How Much Olive Oil You Really Need to Use

Follow this guide to make sure you’re using the right amount of olive oil when cooking fish, chicken, vegetables and more.

How much olive oil to cook with

Are you too heavy-handed when cooking with olive oil? While it’s a great source of heart-healthy monounsaturated fats (and a lower-calorie alternative to butter), it’s still possible to overdo it. Using more olive oil than you need adds extra calories, makes food oily, and costs you money (that bottle of olive oil doesn’t come cheap!).

“Some people assume that extra oil in the pan won’t get absorbed into the food, but this isn’t true for all foods – take eggplant, for example, which absorbs oil like a sponge,” says Franci Cohen, a New York-area nutritionist. “There are several variables that determine the amount of oil needed: Type of food, how well done you want it, size of the pan and how much food you’re squeezing in the pan at once.”

Want to be sure you’re cooking with the correct amount of olive oil? Follow these tips:

  • For cooking fish, lean meat, and poultry: Pour enough olive oil into the pan to cover pan, usually 1-2 tbsp. (note that olive oil is typically not recommended for deep frying due to its low smoke point).
  • For cooking fattier meats: “Because fatty meats have very little connective tissue and a high level of marbling, they get tender very easily, and do not need much oil during the cooking process,” says Cohen.

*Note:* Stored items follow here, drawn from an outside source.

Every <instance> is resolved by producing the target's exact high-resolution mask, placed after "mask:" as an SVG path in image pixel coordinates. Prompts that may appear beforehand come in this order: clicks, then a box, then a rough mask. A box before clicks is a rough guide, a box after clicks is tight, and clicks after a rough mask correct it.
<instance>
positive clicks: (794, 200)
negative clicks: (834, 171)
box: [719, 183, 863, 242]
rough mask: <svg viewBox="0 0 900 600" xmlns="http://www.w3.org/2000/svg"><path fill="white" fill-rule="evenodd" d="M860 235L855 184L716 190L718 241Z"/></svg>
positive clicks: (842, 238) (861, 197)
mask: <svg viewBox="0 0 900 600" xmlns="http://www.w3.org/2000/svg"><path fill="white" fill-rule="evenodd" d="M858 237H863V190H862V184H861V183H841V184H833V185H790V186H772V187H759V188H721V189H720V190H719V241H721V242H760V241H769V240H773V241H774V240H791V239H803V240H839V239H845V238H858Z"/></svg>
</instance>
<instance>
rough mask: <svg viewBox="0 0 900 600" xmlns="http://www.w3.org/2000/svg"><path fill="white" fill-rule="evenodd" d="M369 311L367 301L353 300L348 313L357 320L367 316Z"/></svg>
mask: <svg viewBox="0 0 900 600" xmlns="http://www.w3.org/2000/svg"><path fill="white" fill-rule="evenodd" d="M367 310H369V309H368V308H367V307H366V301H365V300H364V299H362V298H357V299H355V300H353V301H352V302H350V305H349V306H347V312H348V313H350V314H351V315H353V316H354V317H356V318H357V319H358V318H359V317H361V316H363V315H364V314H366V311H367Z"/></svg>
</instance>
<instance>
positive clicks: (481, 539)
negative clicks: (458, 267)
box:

Lightly sear fatty meats in a hot pan with just a tiny bit of oil to give a crispy crust while letting the inside stay soft and tender.
  • For cooking sausage: Since sausages have outer casing that acts as a barrier, oil will only crisp the casing – meaning it’s generally better to cook sausage by boiling or barbecuing it. “But if you do choose to pan fry sausage before tossing into an egg scramble, for example, use just enough oil to coat the pan,” says Cohen.
  • For sautéing vegetables: Coat vegetables lightly in oil before cooking, then add another thin layer to the pan. Replenish as needed.
  • For cooking mushrooms: “Mushrooms yield a lot of water during the initial cooking phase, which then gets reabsorbed along with any spices or flavors you have in the pan,” says Cohen. Because of this, you might need slightly less olive oil than you would use to sauté other vegetables.
  • For making eggs and pancakes: A light spray of cooking spray in the pan will suffice. “For these foods, the oil is not used to lend flavor to the food, only to keep the food from sticking to the pan,” Cohen explains.
  • For roasting veggies in the oven: Use the same rule of thumb as when you sauté vegetables: coat them lightly in oil, then spread another layer of oil onto the pan before roasting.
  • For sautéing tofu: Press the tofu overnight to eliminate water. The next day, toss tofu lightly in oil, and spread another layer of oil onto the pan before cooking (this will let you maximize flavor).